Trata-se uma comédia refinadíssima. No texto escrito e dirigido por Domingos de Oliveira, o clima de deboche do cinema noir justifica as frases longas, os diálogos compridos, as digressões intermináveis. As cenas de “Doppelgänger - O mito do duplo” remetem aos planos internos, escuros e cheios de frases com duplo sentido, sangue, pólvora e fumaça de cigarro que caracterizaram o cinema dos anos 30 a 50, mas em um tom farsesco que é muito inteligente.
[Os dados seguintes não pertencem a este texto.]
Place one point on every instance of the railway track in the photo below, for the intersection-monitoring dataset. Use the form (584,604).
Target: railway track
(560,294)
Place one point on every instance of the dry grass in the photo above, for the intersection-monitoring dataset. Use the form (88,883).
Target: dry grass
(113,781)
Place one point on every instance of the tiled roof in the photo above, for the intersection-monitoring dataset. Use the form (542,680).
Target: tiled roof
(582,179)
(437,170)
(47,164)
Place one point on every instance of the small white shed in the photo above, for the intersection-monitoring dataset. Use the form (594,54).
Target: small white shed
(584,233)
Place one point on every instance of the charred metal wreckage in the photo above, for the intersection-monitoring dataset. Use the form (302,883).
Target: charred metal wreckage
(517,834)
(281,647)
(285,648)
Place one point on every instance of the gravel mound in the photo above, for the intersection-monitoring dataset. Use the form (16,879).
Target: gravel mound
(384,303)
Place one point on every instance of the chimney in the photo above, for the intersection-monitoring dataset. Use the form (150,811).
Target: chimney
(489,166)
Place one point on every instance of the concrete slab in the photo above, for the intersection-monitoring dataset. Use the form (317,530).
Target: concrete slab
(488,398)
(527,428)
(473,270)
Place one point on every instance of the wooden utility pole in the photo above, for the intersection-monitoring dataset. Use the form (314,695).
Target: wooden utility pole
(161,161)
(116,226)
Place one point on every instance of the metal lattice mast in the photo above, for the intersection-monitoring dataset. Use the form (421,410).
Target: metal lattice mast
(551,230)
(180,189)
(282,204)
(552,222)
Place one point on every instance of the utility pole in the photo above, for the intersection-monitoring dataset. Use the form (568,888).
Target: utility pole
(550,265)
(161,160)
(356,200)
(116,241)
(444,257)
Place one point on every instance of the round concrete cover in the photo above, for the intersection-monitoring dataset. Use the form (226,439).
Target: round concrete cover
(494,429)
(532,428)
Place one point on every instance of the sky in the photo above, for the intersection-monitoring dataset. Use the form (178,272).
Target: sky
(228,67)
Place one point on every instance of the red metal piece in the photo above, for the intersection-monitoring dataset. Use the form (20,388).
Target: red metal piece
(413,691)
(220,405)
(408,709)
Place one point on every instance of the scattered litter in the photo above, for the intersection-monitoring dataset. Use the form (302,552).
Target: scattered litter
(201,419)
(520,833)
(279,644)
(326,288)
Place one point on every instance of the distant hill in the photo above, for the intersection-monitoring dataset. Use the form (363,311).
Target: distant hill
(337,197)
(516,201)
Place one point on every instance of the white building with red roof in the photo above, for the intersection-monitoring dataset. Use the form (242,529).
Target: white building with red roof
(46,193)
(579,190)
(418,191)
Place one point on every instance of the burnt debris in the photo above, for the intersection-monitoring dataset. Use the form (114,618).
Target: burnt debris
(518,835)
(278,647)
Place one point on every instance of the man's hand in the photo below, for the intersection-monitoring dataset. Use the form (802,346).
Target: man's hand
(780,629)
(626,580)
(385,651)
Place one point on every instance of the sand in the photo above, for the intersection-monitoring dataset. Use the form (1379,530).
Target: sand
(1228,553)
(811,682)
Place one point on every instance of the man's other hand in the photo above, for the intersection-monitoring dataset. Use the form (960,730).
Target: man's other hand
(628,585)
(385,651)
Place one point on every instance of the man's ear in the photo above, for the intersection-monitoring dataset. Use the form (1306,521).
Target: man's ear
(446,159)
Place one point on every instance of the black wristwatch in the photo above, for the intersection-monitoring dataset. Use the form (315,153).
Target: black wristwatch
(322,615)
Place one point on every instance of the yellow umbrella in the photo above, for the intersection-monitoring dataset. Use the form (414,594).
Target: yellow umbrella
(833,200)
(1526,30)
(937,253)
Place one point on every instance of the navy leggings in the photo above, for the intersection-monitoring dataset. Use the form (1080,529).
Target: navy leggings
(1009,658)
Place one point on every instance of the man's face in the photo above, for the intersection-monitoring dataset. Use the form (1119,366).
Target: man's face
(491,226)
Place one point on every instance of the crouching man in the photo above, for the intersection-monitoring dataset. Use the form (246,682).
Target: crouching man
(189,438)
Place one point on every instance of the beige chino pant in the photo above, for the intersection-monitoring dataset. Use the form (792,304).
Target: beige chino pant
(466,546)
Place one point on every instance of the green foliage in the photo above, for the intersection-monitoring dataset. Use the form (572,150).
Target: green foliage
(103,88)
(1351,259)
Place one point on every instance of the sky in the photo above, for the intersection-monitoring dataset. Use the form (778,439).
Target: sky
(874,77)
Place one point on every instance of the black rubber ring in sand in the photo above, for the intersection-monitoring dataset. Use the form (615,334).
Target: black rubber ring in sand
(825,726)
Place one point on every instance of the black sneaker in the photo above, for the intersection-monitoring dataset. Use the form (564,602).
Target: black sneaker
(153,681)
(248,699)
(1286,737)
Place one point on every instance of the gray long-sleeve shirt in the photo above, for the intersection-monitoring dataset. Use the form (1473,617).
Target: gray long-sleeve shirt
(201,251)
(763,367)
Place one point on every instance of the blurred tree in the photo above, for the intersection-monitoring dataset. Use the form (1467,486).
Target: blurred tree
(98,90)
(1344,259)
Quase toda a história se passa no mal iluminado consultório do sorumbático Marco Aurélio, que ama Julia em segredo, cheio de culpa e de ódio de seu paciente Julio. Como uma boa femme fatale, Julia aparece loira, atraída sexualmente pelo sexo mais violento, suscetível aos aplausos e voraz com seus diamantes, invadindo a sala do psiquiatra em busca do marido desaparecido. Nas sequências de ação, a crítica ao show business, à hipocrisia social, ao casamento de aparências surge, dando corpo e vida para a trama contada em pouco mais de sessenta minutos em fluxo exuberante.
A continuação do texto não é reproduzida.